Он ткнул пальцем в звонок, очень коротко, и тут же за дверью раздался бойкий босоногий топор, дверь распахнулась, - он смотрел вниз, на маленького, едва доходящего ему до пояса человека с неловким тельцем и неестественно большой головой: щеголеватый спортивный костюмчик, почти докуренная сигарета. Он сумел сказать, что зашел за солью, вот простудился, и идти в магазин… Он не успел договорить: маленький человек очень быстро побежал по коридору, ухватился крошечной лапкой за вешалку для пальто, дал инерции пронести себя по строго рассчитанной дуге и крикнул в кухню: "Лапка!

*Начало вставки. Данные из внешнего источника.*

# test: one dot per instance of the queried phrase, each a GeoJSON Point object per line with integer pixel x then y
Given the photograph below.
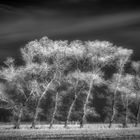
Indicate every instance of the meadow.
{"type": "Point", "coordinates": [73, 132]}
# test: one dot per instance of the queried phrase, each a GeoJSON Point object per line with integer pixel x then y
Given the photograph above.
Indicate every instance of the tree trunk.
{"type": "Point", "coordinates": [126, 115]}
{"type": "Point", "coordinates": [85, 106]}
{"type": "Point", "coordinates": [37, 107]}
{"type": "Point", "coordinates": [113, 109]}
{"type": "Point", "coordinates": [17, 124]}
{"type": "Point", "coordinates": [35, 116]}
{"type": "Point", "coordinates": [137, 116]}
{"type": "Point", "coordinates": [70, 111]}
{"type": "Point", "coordinates": [55, 110]}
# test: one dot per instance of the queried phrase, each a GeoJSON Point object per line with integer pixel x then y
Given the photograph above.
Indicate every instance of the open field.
{"type": "Point", "coordinates": [89, 132]}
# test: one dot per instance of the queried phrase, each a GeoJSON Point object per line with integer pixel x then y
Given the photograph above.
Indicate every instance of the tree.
{"type": "Point", "coordinates": [136, 68]}
{"type": "Point", "coordinates": [122, 57]}
{"type": "Point", "coordinates": [49, 54]}
{"type": "Point", "coordinates": [13, 76]}
{"type": "Point", "coordinates": [126, 89]}
{"type": "Point", "coordinates": [99, 54]}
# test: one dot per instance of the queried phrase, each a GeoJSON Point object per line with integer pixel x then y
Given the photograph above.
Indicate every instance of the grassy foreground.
{"type": "Point", "coordinates": [89, 132]}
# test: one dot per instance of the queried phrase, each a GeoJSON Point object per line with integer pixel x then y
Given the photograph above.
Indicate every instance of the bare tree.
{"type": "Point", "coordinates": [122, 56]}
{"type": "Point", "coordinates": [136, 68]}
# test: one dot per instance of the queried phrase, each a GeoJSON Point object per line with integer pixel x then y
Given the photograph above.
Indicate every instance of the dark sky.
{"type": "Point", "coordinates": [117, 21]}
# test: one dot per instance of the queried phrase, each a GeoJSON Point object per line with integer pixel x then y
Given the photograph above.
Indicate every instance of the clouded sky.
{"type": "Point", "coordinates": [26, 22]}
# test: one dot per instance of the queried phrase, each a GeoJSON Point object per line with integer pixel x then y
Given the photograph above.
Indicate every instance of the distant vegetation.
{"type": "Point", "coordinates": [64, 82]}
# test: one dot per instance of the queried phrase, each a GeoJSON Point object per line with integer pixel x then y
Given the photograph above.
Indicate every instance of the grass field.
{"type": "Point", "coordinates": [89, 132]}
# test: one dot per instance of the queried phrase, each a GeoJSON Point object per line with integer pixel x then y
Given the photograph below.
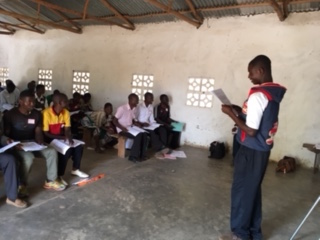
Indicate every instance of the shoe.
{"type": "Point", "coordinates": [132, 159]}
{"type": "Point", "coordinates": [79, 173]}
{"type": "Point", "coordinates": [60, 179]}
{"type": "Point", "coordinates": [229, 237]}
{"type": "Point", "coordinates": [55, 185]}
{"type": "Point", "coordinates": [23, 192]}
{"type": "Point", "coordinates": [17, 203]}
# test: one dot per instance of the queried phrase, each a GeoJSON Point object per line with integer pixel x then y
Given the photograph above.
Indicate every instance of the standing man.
{"type": "Point", "coordinates": [23, 124]}
{"type": "Point", "coordinates": [9, 97]}
{"type": "Point", "coordinates": [257, 122]}
{"type": "Point", "coordinates": [56, 125]}
{"type": "Point", "coordinates": [145, 116]}
{"type": "Point", "coordinates": [125, 118]}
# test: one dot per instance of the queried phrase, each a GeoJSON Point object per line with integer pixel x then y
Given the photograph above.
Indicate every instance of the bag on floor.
{"type": "Point", "coordinates": [286, 164]}
{"type": "Point", "coordinates": [217, 150]}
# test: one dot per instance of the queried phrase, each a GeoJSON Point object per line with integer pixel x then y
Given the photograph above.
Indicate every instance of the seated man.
{"type": "Point", "coordinates": [145, 116]}
{"type": "Point", "coordinates": [40, 99]}
{"type": "Point", "coordinates": [56, 125]}
{"type": "Point", "coordinates": [8, 167]}
{"type": "Point", "coordinates": [9, 97]}
{"type": "Point", "coordinates": [124, 119]}
{"type": "Point", "coordinates": [163, 117]}
{"type": "Point", "coordinates": [23, 124]}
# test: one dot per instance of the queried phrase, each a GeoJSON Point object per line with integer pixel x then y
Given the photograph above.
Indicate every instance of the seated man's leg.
{"type": "Point", "coordinates": [8, 166]}
{"type": "Point", "coordinates": [25, 159]}
{"type": "Point", "coordinates": [76, 158]}
{"type": "Point", "coordinates": [51, 157]}
{"type": "Point", "coordinates": [163, 135]}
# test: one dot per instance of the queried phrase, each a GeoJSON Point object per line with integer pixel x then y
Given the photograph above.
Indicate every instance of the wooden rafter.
{"type": "Point", "coordinates": [117, 13]}
{"type": "Point", "coordinates": [194, 12]}
{"type": "Point", "coordinates": [37, 21]}
{"type": "Point", "coordinates": [17, 26]}
{"type": "Point", "coordinates": [31, 26]}
{"type": "Point", "coordinates": [6, 33]}
{"type": "Point", "coordinates": [277, 8]}
{"type": "Point", "coordinates": [78, 14]}
{"type": "Point", "coordinates": [173, 12]}
{"type": "Point", "coordinates": [65, 18]}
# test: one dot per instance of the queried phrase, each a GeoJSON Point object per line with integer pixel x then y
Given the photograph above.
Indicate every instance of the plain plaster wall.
{"type": "Point", "coordinates": [172, 52]}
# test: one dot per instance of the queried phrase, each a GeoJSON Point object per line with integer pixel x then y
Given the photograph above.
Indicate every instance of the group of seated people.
{"type": "Point", "coordinates": [29, 116]}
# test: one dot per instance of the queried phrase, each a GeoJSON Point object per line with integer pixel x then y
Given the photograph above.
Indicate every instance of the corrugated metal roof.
{"type": "Point", "coordinates": [143, 11]}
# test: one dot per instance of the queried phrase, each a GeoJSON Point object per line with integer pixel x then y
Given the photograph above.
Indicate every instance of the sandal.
{"type": "Point", "coordinates": [17, 203]}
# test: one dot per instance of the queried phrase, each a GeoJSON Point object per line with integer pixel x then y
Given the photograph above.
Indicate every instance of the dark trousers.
{"type": "Point", "coordinates": [159, 138]}
{"type": "Point", "coordinates": [75, 153]}
{"type": "Point", "coordinates": [140, 144]}
{"type": "Point", "coordinates": [8, 167]}
{"type": "Point", "coordinates": [246, 207]}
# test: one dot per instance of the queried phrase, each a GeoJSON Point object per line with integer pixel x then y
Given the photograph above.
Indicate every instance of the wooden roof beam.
{"type": "Point", "coordinates": [118, 14]}
{"type": "Point", "coordinates": [173, 12]}
{"type": "Point", "coordinates": [274, 4]}
{"type": "Point", "coordinates": [31, 26]}
{"type": "Point", "coordinates": [194, 12]}
{"type": "Point", "coordinates": [18, 26]}
{"type": "Point", "coordinates": [37, 21]}
{"type": "Point", "coordinates": [78, 14]}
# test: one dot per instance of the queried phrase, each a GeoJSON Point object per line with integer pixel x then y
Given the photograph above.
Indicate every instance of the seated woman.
{"type": "Point", "coordinates": [163, 117]}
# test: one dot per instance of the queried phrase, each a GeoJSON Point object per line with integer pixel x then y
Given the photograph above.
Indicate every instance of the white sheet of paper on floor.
{"type": "Point", "coordinates": [32, 146]}
{"type": "Point", "coordinates": [10, 145]}
{"type": "Point", "coordinates": [62, 146]}
{"type": "Point", "coordinates": [178, 154]}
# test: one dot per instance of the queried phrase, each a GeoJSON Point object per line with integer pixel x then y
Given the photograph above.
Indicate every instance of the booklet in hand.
{"type": "Point", "coordinates": [62, 146]}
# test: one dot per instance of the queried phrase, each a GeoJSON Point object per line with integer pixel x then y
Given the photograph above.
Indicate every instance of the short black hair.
{"type": "Point", "coordinates": [148, 94]}
{"type": "Point", "coordinates": [39, 86]}
{"type": "Point", "coordinates": [133, 95]}
{"type": "Point", "coordinates": [162, 96]}
{"type": "Point", "coordinates": [107, 105]}
{"type": "Point", "coordinates": [26, 93]}
{"type": "Point", "coordinates": [261, 61]}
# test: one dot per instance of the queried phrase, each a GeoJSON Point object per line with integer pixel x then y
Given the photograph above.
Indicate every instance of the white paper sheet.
{"type": "Point", "coordinates": [62, 146]}
{"type": "Point", "coordinates": [32, 146]}
{"type": "Point", "coordinates": [219, 93]}
{"type": "Point", "coordinates": [152, 126]}
{"type": "Point", "coordinates": [10, 145]}
{"type": "Point", "coordinates": [135, 130]}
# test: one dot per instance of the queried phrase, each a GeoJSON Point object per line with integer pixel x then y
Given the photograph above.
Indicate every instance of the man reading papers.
{"type": "Point", "coordinates": [56, 125]}
{"type": "Point", "coordinates": [23, 124]}
{"type": "Point", "coordinates": [124, 119]}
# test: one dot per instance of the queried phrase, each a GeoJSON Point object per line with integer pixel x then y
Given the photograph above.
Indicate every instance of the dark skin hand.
{"type": "Point", "coordinates": [229, 110]}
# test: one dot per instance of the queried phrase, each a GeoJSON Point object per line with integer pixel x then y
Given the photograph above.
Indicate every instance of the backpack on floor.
{"type": "Point", "coordinates": [217, 150]}
{"type": "Point", "coordinates": [286, 164]}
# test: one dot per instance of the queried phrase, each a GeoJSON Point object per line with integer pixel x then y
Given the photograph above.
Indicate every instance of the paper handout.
{"type": "Point", "coordinates": [177, 126]}
{"type": "Point", "coordinates": [219, 93]}
{"type": "Point", "coordinates": [10, 145]}
{"type": "Point", "coordinates": [32, 146]}
{"type": "Point", "coordinates": [62, 146]}
{"type": "Point", "coordinates": [134, 130]}
{"type": "Point", "coordinates": [152, 126]}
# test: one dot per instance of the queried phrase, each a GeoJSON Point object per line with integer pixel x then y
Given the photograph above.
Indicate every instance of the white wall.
{"type": "Point", "coordinates": [172, 52]}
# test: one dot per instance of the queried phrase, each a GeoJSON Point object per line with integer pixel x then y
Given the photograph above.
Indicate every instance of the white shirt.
{"type": "Point", "coordinates": [9, 98]}
{"type": "Point", "coordinates": [125, 116]}
{"type": "Point", "coordinates": [256, 104]}
{"type": "Point", "coordinates": [144, 114]}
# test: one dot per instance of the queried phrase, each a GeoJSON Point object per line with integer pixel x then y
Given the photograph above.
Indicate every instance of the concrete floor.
{"type": "Point", "coordinates": [184, 199]}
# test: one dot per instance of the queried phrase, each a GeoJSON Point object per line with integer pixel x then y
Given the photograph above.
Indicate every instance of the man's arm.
{"type": "Point", "coordinates": [117, 124]}
{"type": "Point", "coordinates": [241, 124]}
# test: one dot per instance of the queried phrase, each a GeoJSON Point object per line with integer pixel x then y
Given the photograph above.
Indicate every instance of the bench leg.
{"type": "Point", "coordinates": [122, 147]}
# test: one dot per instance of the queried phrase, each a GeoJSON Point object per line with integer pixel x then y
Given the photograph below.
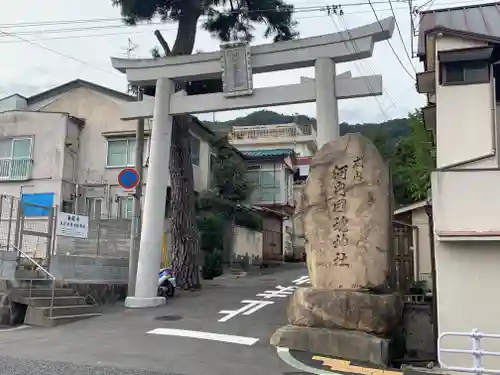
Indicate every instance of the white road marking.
{"type": "Point", "coordinates": [249, 308]}
{"type": "Point", "coordinates": [302, 280]}
{"type": "Point", "coordinates": [252, 306]}
{"type": "Point", "coordinates": [241, 340]}
{"type": "Point", "coordinates": [280, 292]}
{"type": "Point", "coordinates": [18, 328]}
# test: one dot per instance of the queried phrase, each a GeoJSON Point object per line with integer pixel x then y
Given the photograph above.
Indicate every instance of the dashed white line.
{"type": "Point", "coordinates": [241, 340]}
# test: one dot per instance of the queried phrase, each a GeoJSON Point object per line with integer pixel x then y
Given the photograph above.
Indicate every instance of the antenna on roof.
{"type": "Point", "coordinates": [131, 47]}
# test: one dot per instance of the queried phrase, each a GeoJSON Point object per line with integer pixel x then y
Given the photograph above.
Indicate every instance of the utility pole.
{"type": "Point", "coordinates": [135, 238]}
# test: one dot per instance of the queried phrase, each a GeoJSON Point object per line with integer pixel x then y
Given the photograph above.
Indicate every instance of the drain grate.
{"type": "Point", "coordinates": [169, 318]}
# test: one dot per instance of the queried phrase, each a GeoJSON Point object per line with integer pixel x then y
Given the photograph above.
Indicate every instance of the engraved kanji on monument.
{"type": "Point", "coordinates": [345, 211]}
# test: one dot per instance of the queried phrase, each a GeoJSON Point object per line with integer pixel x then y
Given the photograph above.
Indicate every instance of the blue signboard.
{"type": "Point", "coordinates": [37, 204]}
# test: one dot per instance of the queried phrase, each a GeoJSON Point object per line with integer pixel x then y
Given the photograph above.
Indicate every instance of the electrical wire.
{"type": "Point", "coordinates": [390, 44]}
{"type": "Point", "coordinates": [60, 53]}
{"type": "Point", "coordinates": [402, 39]}
{"type": "Point", "coordinates": [356, 48]}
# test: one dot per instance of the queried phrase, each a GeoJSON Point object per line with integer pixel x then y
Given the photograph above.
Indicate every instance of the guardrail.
{"type": "Point", "coordinates": [476, 352]}
{"type": "Point", "coordinates": [47, 273]}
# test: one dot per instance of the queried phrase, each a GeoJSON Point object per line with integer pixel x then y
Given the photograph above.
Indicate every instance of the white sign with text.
{"type": "Point", "coordinates": [70, 225]}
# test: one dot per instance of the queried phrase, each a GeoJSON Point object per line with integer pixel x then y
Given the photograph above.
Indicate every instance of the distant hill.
{"type": "Point", "coordinates": [390, 131]}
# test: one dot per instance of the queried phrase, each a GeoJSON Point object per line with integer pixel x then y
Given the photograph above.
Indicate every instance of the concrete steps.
{"type": "Point", "coordinates": [38, 293]}
{"type": "Point", "coordinates": [67, 307]}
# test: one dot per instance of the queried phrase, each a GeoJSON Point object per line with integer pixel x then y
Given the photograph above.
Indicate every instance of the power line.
{"type": "Point", "coordinates": [59, 53]}
{"type": "Point", "coordinates": [390, 44]}
{"type": "Point", "coordinates": [401, 36]}
{"type": "Point", "coordinates": [310, 8]}
{"type": "Point", "coordinates": [384, 113]}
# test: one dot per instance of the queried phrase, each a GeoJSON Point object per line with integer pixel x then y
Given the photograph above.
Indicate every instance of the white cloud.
{"type": "Point", "coordinates": [29, 68]}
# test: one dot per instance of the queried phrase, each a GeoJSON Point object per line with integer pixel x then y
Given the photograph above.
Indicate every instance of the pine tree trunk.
{"type": "Point", "coordinates": [185, 237]}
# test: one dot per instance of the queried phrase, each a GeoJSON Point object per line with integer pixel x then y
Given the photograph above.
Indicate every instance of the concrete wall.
{"type": "Point", "coordinates": [247, 245]}
{"type": "Point", "coordinates": [89, 269]}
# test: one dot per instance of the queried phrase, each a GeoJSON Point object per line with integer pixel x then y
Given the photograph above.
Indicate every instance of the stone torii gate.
{"type": "Point", "coordinates": [236, 63]}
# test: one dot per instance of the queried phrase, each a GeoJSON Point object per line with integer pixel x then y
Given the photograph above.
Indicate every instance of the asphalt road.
{"type": "Point", "coordinates": [122, 341]}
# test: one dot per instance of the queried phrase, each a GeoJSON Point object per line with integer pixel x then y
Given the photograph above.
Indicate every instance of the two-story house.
{"type": "Point", "coordinates": [276, 143]}
{"type": "Point", "coordinates": [460, 49]}
{"type": "Point", "coordinates": [65, 147]}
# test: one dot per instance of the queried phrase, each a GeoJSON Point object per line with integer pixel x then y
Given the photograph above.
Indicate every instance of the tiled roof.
{"type": "Point", "coordinates": [268, 153]}
{"type": "Point", "coordinates": [482, 21]}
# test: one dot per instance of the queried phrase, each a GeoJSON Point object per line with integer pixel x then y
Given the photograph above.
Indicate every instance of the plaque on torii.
{"type": "Point", "coordinates": [236, 67]}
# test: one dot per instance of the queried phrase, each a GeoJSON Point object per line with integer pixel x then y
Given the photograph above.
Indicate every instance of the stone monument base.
{"type": "Point", "coordinates": [340, 343]}
{"type": "Point", "coordinates": [371, 313]}
{"type": "Point", "coordinates": [349, 325]}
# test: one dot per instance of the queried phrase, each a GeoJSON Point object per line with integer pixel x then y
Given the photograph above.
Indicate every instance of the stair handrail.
{"type": "Point", "coordinates": [47, 273]}
{"type": "Point", "coordinates": [38, 266]}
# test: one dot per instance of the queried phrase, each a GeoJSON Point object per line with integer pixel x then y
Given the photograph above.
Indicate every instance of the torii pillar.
{"type": "Point", "coordinates": [327, 111]}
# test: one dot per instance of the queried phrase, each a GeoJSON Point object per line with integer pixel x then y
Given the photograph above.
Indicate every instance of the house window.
{"type": "Point", "coordinates": [121, 153]}
{"type": "Point", "coordinates": [266, 185]}
{"type": "Point", "coordinates": [465, 72]}
{"type": "Point", "coordinates": [93, 207]}
{"type": "Point", "coordinates": [126, 206]}
{"type": "Point", "coordinates": [195, 151]}
{"type": "Point", "coordinates": [15, 158]}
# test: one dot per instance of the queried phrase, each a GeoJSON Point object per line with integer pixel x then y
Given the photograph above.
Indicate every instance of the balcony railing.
{"type": "Point", "coordinates": [15, 169]}
{"type": "Point", "coordinates": [273, 132]}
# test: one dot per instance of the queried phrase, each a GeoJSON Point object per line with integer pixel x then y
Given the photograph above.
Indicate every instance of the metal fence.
{"type": "Point", "coordinates": [476, 352]}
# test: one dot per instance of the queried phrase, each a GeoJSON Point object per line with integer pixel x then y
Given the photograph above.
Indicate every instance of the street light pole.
{"type": "Point", "coordinates": [135, 238]}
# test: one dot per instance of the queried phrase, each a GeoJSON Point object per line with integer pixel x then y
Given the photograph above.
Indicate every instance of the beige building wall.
{"type": "Point", "coordinates": [102, 122]}
{"type": "Point", "coordinates": [423, 245]}
{"type": "Point", "coordinates": [247, 244]}
{"type": "Point", "coordinates": [47, 133]}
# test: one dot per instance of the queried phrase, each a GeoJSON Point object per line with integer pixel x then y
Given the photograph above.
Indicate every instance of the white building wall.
{"type": "Point", "coordinates": [466, 207]}
{"type": "Point", "coordinates": [48, 132]}
{"type": "Point", "coordinates": [102, 121]}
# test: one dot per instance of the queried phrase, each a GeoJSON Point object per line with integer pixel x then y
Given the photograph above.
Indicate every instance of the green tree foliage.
{"type": "Point", "coordinates": [221, 207]}
{"type": "Point", "coordinates": [412, 163]}
{"type": "Point", "coordinates": [227, 20]}
{"type": "Point", "coordinates": [404, 144]}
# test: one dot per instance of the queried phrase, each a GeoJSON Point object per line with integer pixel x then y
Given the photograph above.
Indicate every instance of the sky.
{"type": "Point", "coordinates": [60, 40]}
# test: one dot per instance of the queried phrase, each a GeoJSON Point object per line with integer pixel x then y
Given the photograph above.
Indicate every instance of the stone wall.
{"type": "Point", "coordinates": [89, 269]}
{"type": "Point", "coordinates": [8, 264]}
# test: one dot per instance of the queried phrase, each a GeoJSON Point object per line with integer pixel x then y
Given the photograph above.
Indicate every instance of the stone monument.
{"type": "Point", "coordinates": [345, 209]}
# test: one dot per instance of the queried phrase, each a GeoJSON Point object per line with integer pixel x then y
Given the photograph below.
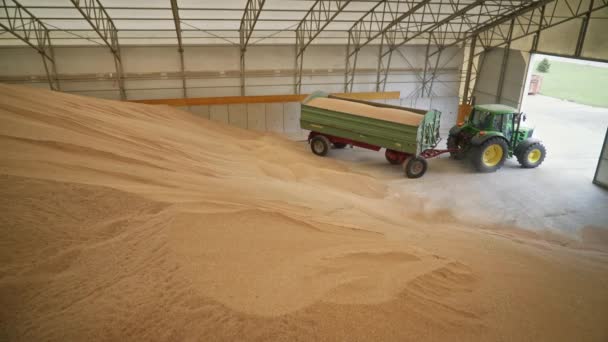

Сосед за солью!" Тут же из кухни вылетела головастая, коротко стриженная женщина ростом чуть повыше мужа. Она дробно простучала пятками по паркету, перевела дух и, улыбаясь, протянула соль в граненой стеклянной банке с выпуклым речным пейзажем, - он всегда дивился, видя такую соль в супермаркете, не мог представить себе, кто ее покупает, если она буквально в пятьдесят раз дороже нормальной.
Он пробормотал, что спасибо и все такое, и как дурак пошел с солью вниз, к себе. Там, в своей норе, он подставил ладонь, наклонил солонку, и меленькая-меленькая соль вдруг побежала из-под серебристой крышки торопливым ручейком. От неожиданности он отдернул руку, судорожно стряхнул соль на пол, потом тщательно вытер ладонь о штаны, а потом зачем-то взял и несколько раз топнул по рассыпавшейся соли ногой, стараясь повыше поднимать колено, как если бы имел дело с муравьем или с юрким, сухо хрустящим под подошвою тараканом.